Voice can be effectively emphasized (signal-to-noise ratio improvement) in various noise environments.
Noise reduction can be performed without tracking time-varying noise that is often found in the environment.
Various frame-based noise reduction techniques can be performed in real-time processing.

For this, it is possible to extract a clear voice even in a noisy environment, and the technology can be applied not only to the audio quality of telephone calls, but also to voice control, recognition, and management under the real environment. Hence, it can be applied to personal authentication and device control by voice, which was difficult with the conventional noise reduction/removal techniques, and can be also applied to noise removal in an image as well as voice. In addition, it is applicable to the neural learning of both images and voice.

Strengths of technology and know-how (innovation, superiority, utility)

The advantages of the noise reduction/removal technology developed in this laboratory are as follows.

A noise suppression method that uses only the current frame.
Can be used for various frame-based noise reduction techniques in real-time processing.
Comprises of multiple methods and can effectively emphasize voice (signal-to-noise ratio improvement) in various noisy environments including the conditions with time-varying noise.
Little distortion in musical noise (residual noise) and sound spectrum.
Application to the neural network is possible.
Applicable not only to voice but also to image.

Image of Allied Company

For example, we can cooperate with the following companies.

1) Companies related to mobile devices and their applications

2) Companies willing to develop voice-based control in automatic driving of cars, home appliances, and AI devices, and enter the voice application field.

3) Companies with voice security systems.

4) Companies that are interested in neural network applications.

5) Companies that want to remove noise under various circumstances (e.g., when working at near noise sources such as a factory or a construction site, or a drone.)

6) Companies that are interested in applying this technology to subjects other than voice, such as image sharpening.

7) Other companies that are willing to utilize and/or commercialize this technology.

Utilization of technology and know-how (image)

In these ways, the noise reduction/removal technology developed in this laboratory is suitable for extracting a clear voice in a real-life environment with many noises.

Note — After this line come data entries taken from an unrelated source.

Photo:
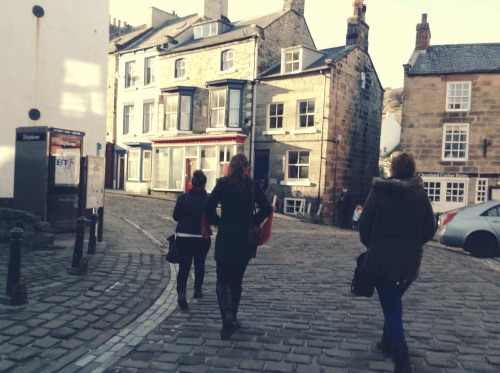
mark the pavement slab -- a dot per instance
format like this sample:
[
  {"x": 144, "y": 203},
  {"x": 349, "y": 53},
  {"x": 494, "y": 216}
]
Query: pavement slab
[{"x": 296, "y": 311}]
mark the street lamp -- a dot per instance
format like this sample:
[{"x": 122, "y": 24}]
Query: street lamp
[{"x": 336, "y": 140}]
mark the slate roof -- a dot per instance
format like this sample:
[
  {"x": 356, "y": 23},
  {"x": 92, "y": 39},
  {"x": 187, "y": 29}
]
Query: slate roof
[
  {"x": 239, "y": 30},
  {"x": 458, "y": 58},
  {"x": 144, "y": 37},
  {"x": 331, "y": 53}
]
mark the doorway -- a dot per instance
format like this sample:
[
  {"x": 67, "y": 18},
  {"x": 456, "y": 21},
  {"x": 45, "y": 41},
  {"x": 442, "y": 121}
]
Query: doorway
[{"x": 191, "y": 167}]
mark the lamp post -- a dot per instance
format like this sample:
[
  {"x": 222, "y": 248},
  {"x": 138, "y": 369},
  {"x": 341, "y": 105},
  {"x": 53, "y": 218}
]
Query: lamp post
[{"x": 336, "y": 140}]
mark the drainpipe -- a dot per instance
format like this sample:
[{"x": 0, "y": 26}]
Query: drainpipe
[
  {"x": 318, "y": 202},
  {"x": 254, "y": 101}
]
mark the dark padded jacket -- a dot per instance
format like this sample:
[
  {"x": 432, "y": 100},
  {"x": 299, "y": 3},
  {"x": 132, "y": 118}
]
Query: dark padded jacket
[
  {"x": 405, "y": 222},
  {"x": 188, "y": 211},
  {"x": 234, "y": 221}
]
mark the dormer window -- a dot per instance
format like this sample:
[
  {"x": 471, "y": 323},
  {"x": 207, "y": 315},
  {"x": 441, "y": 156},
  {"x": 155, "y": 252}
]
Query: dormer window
[
  {"x": 292, "y": 61},
  {"x": 227, "y": 60},
  {"x": 211, "y": 28},
  {"x": 180, "y": 68}
]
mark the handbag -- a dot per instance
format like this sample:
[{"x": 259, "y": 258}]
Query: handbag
[
  {"x": 172, "y": 254},
  {"x": 363, "y": 282}
]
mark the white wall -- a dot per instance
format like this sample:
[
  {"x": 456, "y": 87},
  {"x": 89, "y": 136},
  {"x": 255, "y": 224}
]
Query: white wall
[
  {"x": 57, "y": 64},
  {"x": 390, "y": 135}
]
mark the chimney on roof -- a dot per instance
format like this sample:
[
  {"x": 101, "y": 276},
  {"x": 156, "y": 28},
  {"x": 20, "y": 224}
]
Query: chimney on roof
[
  {"x": 297, "y": 6},
  {"x": 156, "y": 17},
  {"x": 423, "y": 34},
  {"x": 357, "y": 29},
  {"x": 214, "y": 9}
]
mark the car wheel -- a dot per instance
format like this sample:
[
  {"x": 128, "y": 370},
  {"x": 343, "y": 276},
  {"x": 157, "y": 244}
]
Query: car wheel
[{"x": 481, "y": 245}]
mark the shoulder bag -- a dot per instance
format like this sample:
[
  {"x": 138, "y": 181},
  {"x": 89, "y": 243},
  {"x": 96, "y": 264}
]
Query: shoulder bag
[
  {"x": 363, "y": 282},
  {"x": 172, "y": 254}
]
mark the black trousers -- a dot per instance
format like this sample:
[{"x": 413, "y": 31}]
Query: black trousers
[
  {"x": 230, "y": 276},
  {"x": 192, "y": 249}
]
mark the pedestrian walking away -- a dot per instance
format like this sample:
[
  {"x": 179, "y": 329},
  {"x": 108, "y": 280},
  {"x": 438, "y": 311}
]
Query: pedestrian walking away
[
  {"x": 404, "y": 222},
  {"x": 235, "y": 193},
  {"x": 188, "y": 212}
]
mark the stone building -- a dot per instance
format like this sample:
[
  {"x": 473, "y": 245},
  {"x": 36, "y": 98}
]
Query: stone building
[
  {"x": 220, "y": 88},
  {"x": 451, "y": 116}
]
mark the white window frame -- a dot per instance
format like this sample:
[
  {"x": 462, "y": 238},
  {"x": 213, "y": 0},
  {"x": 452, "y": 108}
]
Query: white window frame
[
  {"x": 481, "y": 190},
  {"x": 297, "y": 205},
  {"x": 227, "y": 60},
  {"x": 292, "y": 61},
  {"x": 147, "y": 116},
  {"x": 171, "y": 112},
  {"x": 273, "y": 114},
  {"x": 128, "y": 116},
  {"x": 180, "y": 68},
  {"x": 297, "y": 180},
  {"x": 133, "y": 164},
  {"x": 458, "y": 96},
  {"x": 146, "y": 165},
  {"x": 149, "y": 77},
  {"x": 229, "y": 114},
  {"x": 454, "y": 147},
  {"x": 307, "y": 114},
  {"x": 129, "y": 74}
]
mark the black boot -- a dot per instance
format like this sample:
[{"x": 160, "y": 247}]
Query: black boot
[
  {"x": 182, "y": 301},
  {"x": 224, "y": 298},
  {"x": 384, "y": 345},
  {"x": 401, "y": 358},
  {"x": 235, "y": 304}
]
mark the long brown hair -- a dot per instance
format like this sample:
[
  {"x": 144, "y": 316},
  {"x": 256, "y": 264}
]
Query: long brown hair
[{"x": 238, "y": 170}]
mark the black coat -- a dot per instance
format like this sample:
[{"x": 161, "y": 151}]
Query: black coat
[
  {"x": 188, "y": 211},
  {"x": 405, "y": 222},
  {"x": 236, "y": 213}
]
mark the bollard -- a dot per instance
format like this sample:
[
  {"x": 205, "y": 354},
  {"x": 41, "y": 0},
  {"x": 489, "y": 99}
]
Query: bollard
[
  {"x": 78, "y": 250},
  {"x": 15, "y": 291},
  {"x": 92, "y": 237}
]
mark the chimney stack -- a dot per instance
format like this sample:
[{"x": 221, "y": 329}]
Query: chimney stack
[
  {"x": 357, "y": 29},
  {"x": 297, "y": 6},
  {"x": 423, "y": 34}
]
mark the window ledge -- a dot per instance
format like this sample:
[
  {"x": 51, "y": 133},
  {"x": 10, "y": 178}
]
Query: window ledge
[
  {"x": 274, "y": 132},
  {"x": 172, "y": 133},
  {"x": 223, "y": 129},
  {"x": 298, "y": 182},
  {"x": 304, "y": 130},
  {"x": 222, "y": 72}
]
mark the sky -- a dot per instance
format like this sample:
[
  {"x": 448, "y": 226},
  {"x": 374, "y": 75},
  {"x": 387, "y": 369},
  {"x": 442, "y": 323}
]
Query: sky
[{"x": 392, "y": 23}]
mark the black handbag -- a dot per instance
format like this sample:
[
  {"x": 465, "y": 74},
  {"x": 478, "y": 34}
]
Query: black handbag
[
  {"x": 172, "y": 254},
  {"x": 363, "y": 283}
]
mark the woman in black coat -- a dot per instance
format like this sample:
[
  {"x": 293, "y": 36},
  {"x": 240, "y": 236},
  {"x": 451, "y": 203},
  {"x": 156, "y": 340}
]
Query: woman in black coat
[
  {"x": 191, "y": 245},
  {"x": 235, "y": 194},
  {"x": 397, "y": 220}
]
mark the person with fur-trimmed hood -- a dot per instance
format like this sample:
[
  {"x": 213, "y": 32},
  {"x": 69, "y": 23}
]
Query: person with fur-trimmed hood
[{"x": 401, "y": 213}]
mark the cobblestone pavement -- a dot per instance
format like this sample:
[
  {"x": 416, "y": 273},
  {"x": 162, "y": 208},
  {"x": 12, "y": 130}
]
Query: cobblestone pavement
[{"x": 296, "y": 311}]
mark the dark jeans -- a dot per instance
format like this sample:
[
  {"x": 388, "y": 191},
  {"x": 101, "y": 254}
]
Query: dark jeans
[
  {"x": 390, "y": 294},
  {"x": 190, "y": 248},
  {"x": 230, "y": 275}
]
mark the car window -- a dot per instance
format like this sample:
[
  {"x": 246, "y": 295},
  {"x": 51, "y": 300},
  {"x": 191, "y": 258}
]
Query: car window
[{"x": 493, "y": 211}]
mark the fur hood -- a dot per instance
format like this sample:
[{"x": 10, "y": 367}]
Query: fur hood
[{"x": 406, "y": 191}]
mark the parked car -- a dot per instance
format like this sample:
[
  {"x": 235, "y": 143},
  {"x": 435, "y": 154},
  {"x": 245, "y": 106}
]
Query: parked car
[{"x": 475, "y": 228}]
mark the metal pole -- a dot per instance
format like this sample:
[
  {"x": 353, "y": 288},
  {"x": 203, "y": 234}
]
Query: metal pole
[
  {"x": 78, "y": 250},
  {"x": 14, "y": 272},
  {"x": 100, "y": 227},
  {"x": 92, "y": 237}
]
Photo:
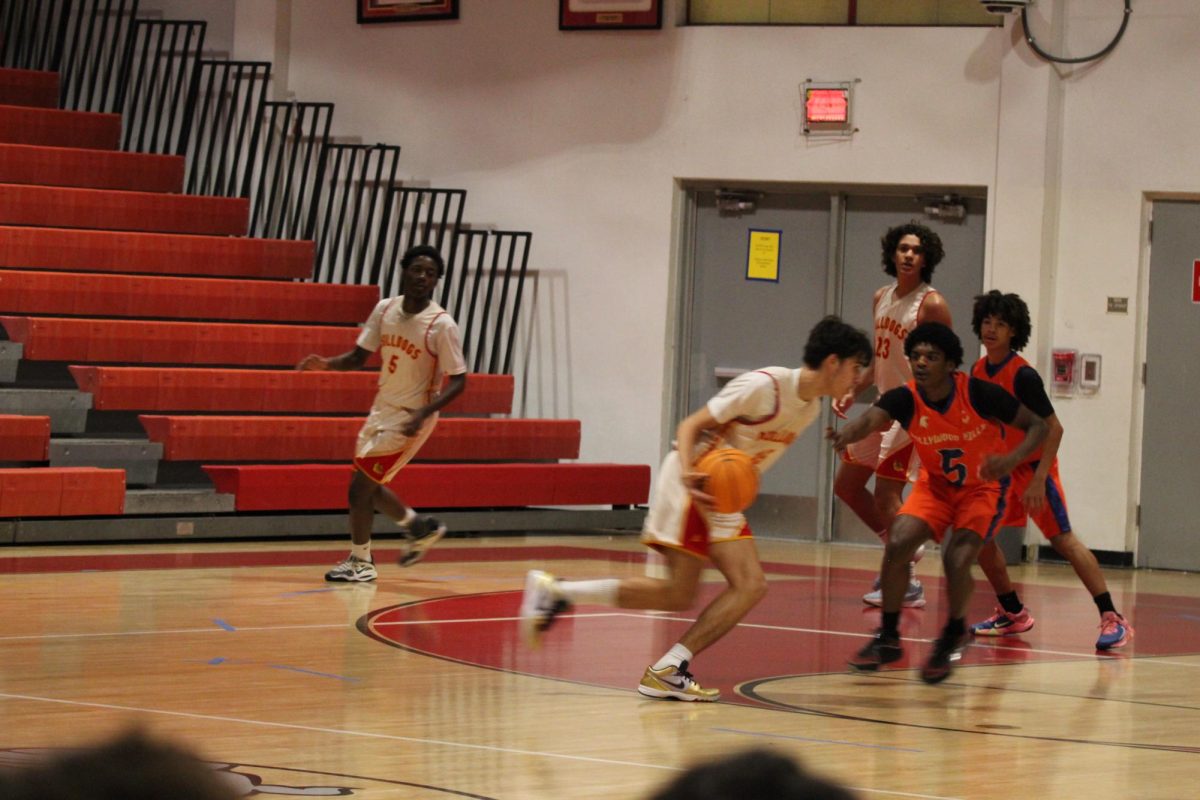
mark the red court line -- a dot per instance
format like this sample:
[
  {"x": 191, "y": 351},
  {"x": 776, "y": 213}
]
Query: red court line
[{"x": 114, "y": 561}]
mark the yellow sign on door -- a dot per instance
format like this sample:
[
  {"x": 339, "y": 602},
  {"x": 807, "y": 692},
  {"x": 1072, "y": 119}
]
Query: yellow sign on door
[{"x": 762, "y": 256}]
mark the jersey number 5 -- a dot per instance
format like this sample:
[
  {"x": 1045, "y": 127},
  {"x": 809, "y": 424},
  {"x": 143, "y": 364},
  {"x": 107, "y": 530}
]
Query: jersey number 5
[{"x": 957, "y": 474}]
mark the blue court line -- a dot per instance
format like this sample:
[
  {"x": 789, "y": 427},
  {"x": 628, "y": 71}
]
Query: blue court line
[
  {"x": 820, "y": 741},
  {"x": 310, "y": 672},
  {"x": 306, "y": 591}
]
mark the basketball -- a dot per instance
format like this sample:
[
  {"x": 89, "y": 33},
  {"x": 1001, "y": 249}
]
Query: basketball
[{"x": 732, "y": 480}]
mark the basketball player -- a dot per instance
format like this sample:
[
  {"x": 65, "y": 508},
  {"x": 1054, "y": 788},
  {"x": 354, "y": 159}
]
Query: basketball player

Therefore, it is useful not only for improving the quality of voice calls in a real-life environment, but also for improving voice recognition performance.

Voice recognition in mobile devices
Instructions and conversations with electrical appliances and AI devices at home
Applicable to exporting audio to text in a real-life environment and uses that require precise voice recognition
Speech recognition and speaker recognition for automatic driving of a car
Applicable to voice security systems

Moreover, the noise reduction/removal technology developed in this laboratory is applicable to various fields where the signal and noise are separated (e.g., ocean, human body, living organism, music, etc.) and also to images.

Below is an example:

Flow of Technology and Know-How Application

If you are interested in utilizing or developing a product with this technology, please feel free to contact us. We will provide explanations with demonstrations.

Description of the Technical Terms

Fast Fourier Transform (FFT)

FFT is an algorithm that computes the discrete Fourier transform used in the frequency analysis of digital signals at a high speed on a computer. The inverse translation is called inverse fast Fourier transform (IFFT.)

Comb Filter

The comb filter is the filter whose frequency characteristics are the shape of spikes (the red line of the figure below). It is referred to as a comb filter because the filtered image has a “comb-like shape”. It may be used to extract voice (blue line in the diagram below), using the voice spectrum as an integer multiple of the fundamental frequency. The filter is also well-known for separating luminance and chrominance signals on color TVs.